Yousician app is designed for musicians who prefer an interactive way of learning. It looks like a game, where finishing a new song or an exercise moves you to another level. But is Yousician worth it? Is it a good alternative to private piano lessons? In this Yousician piano review, you will get answers to these questions. I’m going to show you how it works, how the interactive playing looks like, what are the pros and cons, and what should you consider when you are thinking about using this app.
Yousician Piano Review Summary
This is going to be a long article, so if you prefer to learn only particular things about Yousician, this content overview will help you with navigation:
Table of Contents
Yousician is the learning app not only for the piano. You can learn to play other instruments like ukulele, guitar, bass, or singing. While practicing, Yousician constantly evaluates what you play correctly and what incorrectly and gives you feedback. Thanks to the combination of the learning method, interactive functions, and attractive design, this app can keep students motivated for a longer time. This is evidenced by the number of positive reviews on the Trustpilot.
Yousician was founded by Mikko Kaipainen and Chris Thür. In 2010 they started to create an idea of a different way of music education, that will be both attractive and effective.
After their two applications that combined the principle of game with education (GuitarBot and GuitarTuna), Yousician was created in 2014. Gradually, this application became one of the most popular in the field of music education.
NOTE: Except for digital keyboard with MIDI or USB connection, Yousician works also with an acoustic piano. It is compatible with PC/Mac, or iOs and Android devices.
Yousician is membership type of product. You can choose between Yousician Premium one-instrument or Premium+ all-instrument plan and pay monthly or annually.

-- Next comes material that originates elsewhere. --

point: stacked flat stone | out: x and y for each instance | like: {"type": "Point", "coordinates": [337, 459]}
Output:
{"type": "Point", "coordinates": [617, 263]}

The best way to start with a Free 7-days trial which allows you to try how it works.
Once you have your account, you have to download the app to your device. Then you choose the instrument (piano) and choose between using an acoustic or a digital piano. When playing an electronic keyboard, connect your USB or MIDI cable.
Let’s take a look at the homepage. The main menu has 3 categories: Song, Learn, and Challenges. Under the menu, you can find Guided Lessons.
After clicking, you can choose the time you want to spend practicing:
- Quick (10min)
- Casual (20min)
- Intense (30min)
Then you decide about the style you want to play today: Classical or pop.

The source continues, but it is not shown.